Bunin's stories do not captivate us with external entertainments and not with a mysterious situation; they are good because they meet the requirements put forward for good literature: an unusually figurative language in which various paths are interwoven. The author does not even give a name to many of his protagonists, but they are obviously endowed with exclusivity, special sensitivity, vigilance and attentiveness inherent in the author.

As for the shades of colors, smells and sounds, all that “sensual and material” from which the world is built, all the literature preceding Bunin and his contemporaries did not have any samples of prose containing the finest nuances such as his.

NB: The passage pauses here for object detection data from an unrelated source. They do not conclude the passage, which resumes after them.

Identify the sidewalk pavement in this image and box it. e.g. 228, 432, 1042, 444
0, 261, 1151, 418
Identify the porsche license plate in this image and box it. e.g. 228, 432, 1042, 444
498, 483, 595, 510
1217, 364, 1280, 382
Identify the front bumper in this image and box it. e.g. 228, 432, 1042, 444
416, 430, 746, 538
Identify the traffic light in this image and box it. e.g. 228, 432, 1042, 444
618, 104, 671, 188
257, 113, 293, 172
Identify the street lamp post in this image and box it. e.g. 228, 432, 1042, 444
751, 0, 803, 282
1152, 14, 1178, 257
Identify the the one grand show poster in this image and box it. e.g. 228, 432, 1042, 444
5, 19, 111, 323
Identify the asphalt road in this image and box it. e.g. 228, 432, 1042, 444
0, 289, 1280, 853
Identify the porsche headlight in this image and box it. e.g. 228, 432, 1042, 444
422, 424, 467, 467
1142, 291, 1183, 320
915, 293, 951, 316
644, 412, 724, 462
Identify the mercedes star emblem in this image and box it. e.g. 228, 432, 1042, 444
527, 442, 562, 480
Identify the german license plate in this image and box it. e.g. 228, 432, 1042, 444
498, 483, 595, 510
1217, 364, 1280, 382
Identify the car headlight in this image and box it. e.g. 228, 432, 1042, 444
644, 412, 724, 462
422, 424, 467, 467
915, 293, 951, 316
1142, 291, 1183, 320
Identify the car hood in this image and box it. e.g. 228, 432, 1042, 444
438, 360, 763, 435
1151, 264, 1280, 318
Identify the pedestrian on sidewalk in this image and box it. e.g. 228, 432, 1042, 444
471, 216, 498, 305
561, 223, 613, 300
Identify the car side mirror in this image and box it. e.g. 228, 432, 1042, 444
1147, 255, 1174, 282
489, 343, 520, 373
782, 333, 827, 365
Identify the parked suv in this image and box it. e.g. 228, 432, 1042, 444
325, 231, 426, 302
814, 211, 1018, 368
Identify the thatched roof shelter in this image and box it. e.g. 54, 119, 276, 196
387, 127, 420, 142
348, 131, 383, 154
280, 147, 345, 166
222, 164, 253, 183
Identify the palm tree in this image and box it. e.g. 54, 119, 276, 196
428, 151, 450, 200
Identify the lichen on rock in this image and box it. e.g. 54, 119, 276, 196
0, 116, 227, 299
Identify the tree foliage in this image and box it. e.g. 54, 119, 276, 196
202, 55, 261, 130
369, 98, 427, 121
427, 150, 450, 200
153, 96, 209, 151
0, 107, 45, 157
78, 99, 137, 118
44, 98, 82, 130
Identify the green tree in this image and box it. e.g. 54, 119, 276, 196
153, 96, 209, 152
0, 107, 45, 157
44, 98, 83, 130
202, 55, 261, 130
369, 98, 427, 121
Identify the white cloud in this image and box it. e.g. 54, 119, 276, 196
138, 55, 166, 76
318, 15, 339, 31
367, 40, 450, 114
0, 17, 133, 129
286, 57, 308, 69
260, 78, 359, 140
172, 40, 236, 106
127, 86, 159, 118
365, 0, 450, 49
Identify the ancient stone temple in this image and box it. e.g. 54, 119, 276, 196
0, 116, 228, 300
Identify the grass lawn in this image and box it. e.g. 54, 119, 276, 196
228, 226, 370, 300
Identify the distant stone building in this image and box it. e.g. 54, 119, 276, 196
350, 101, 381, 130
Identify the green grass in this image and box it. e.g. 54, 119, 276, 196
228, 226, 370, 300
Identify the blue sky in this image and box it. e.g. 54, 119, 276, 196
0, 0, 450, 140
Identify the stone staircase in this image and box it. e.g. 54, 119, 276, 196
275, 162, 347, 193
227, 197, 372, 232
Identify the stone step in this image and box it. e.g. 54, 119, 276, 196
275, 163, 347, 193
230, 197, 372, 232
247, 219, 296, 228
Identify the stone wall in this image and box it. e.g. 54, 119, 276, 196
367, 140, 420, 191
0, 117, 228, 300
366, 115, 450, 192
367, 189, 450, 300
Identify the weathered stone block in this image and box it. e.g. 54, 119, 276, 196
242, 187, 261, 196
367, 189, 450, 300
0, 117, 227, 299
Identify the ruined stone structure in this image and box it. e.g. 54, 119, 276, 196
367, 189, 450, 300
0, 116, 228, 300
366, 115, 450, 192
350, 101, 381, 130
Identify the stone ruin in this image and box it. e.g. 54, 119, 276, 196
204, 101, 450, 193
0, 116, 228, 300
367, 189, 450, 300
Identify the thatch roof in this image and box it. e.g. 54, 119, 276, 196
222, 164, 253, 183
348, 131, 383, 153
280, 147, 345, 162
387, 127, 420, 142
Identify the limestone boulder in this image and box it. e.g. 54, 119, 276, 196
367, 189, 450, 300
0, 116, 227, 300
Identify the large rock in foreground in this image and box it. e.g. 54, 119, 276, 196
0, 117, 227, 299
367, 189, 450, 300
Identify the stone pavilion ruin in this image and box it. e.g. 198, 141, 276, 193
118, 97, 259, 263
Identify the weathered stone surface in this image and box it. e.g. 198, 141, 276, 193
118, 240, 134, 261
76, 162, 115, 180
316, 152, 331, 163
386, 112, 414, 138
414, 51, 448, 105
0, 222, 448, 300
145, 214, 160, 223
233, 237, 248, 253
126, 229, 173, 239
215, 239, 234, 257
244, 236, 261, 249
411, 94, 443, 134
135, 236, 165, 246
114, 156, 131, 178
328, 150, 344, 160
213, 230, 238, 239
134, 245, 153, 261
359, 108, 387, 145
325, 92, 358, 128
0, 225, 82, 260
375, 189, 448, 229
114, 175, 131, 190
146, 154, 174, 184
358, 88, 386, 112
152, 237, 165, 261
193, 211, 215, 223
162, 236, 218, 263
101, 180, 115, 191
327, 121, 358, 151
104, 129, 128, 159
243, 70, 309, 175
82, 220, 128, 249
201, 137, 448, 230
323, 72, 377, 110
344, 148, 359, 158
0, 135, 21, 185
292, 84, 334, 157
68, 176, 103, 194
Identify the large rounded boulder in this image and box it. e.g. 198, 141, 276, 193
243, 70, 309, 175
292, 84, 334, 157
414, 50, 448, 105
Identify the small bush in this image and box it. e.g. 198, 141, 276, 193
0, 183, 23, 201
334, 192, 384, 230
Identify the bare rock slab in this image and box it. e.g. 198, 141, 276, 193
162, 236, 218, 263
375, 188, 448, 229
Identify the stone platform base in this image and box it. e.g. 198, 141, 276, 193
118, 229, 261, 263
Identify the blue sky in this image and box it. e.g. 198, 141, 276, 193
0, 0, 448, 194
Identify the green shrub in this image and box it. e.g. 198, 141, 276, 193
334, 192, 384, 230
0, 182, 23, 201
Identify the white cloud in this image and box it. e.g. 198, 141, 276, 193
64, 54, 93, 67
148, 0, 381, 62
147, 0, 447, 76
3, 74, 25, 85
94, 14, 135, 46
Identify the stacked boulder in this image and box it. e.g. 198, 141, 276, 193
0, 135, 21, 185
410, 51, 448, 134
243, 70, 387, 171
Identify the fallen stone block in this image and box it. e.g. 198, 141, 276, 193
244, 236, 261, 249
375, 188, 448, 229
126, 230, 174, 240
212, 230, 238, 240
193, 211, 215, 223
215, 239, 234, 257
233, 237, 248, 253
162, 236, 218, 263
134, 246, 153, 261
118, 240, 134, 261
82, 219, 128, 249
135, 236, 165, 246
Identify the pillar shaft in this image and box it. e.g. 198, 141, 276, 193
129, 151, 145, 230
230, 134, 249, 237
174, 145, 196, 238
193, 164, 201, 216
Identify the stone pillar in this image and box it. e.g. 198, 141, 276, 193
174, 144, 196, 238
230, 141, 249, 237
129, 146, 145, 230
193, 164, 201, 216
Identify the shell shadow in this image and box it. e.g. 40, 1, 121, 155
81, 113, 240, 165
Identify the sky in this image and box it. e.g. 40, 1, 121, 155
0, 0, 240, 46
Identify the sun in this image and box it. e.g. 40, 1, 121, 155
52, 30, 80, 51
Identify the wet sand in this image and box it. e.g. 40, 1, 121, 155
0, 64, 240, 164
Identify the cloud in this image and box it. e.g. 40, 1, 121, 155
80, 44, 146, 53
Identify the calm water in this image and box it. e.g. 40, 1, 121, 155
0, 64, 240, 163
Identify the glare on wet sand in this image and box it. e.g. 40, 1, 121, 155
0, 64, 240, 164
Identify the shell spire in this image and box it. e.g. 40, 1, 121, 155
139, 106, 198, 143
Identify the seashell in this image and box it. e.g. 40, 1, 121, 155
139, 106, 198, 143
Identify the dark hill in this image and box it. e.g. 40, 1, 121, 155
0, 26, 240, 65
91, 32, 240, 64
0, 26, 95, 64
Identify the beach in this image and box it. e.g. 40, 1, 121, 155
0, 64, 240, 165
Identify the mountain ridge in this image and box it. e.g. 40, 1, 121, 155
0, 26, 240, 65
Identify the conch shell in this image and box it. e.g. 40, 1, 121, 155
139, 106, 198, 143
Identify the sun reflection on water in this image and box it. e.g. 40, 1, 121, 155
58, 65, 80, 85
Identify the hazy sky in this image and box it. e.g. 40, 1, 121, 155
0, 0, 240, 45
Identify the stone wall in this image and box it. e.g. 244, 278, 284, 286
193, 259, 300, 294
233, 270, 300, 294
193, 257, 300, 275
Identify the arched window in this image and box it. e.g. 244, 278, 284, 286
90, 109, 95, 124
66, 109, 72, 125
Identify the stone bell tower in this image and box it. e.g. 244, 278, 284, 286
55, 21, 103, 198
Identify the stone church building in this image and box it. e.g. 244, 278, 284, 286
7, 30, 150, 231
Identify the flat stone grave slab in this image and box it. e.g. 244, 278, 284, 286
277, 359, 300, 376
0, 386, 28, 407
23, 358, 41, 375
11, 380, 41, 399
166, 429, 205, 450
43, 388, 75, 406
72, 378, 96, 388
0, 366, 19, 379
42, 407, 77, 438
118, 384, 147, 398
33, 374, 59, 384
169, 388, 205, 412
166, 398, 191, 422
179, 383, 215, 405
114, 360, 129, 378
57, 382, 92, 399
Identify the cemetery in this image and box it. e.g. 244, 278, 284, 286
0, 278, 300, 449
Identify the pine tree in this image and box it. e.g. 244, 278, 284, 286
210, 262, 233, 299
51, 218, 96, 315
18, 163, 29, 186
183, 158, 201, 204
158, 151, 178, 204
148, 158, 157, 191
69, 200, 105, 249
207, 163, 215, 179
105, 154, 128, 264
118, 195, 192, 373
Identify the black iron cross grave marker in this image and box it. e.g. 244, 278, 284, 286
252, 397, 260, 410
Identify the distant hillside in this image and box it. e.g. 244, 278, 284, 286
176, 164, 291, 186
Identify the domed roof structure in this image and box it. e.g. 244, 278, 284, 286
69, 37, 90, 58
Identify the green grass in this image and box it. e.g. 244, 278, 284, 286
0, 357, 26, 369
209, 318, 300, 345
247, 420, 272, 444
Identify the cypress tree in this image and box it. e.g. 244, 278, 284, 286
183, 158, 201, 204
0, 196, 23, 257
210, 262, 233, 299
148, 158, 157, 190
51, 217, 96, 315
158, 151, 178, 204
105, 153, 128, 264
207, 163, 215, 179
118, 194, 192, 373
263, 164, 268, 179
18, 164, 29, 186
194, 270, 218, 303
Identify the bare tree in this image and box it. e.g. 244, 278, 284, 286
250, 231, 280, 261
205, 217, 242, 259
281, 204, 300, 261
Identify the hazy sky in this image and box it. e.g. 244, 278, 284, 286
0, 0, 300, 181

An analysis of Bunin's story, for example, about Antonov’s apples, makes it possible to identify the means used by him to create images.

The picture of an early autumn morning in the apple orchard is created by a chain of definitions expressed by adjectives: quiet, fresh. The garden is large, golden, thinned, dried out. The smells of apples, honey and freshness, as well as sounds: the voices of people and the creak of moving carts join this picture. The visual picture is complemented by the image of the last Indian summer with flying cobwebs and a list of folk signs.

Bunin's story analysis

Apples in the story are eaten with a juicy bang, at the mention of sending them a slight digression arises - a picture of a night trip on a cart. Visual image: the sky in the stars; smells: tar and fresh air; sounds: careful creak of convoy carts. Again the description of the garden continues. Additional sounds appear - the clucking of blackbirds, and it is full because the birds graze on the trees of the coral mountain ash.

Bunin's stories are often full of the sad mood of withering, desolation, and dying due to the theme. The sadness of the landscape, as it were, illustrates and creates with the life of people one indissoluble whole. The author uses the same images in prose as in his landscape lyrics. Therefore elegiac stories can be called prose verses.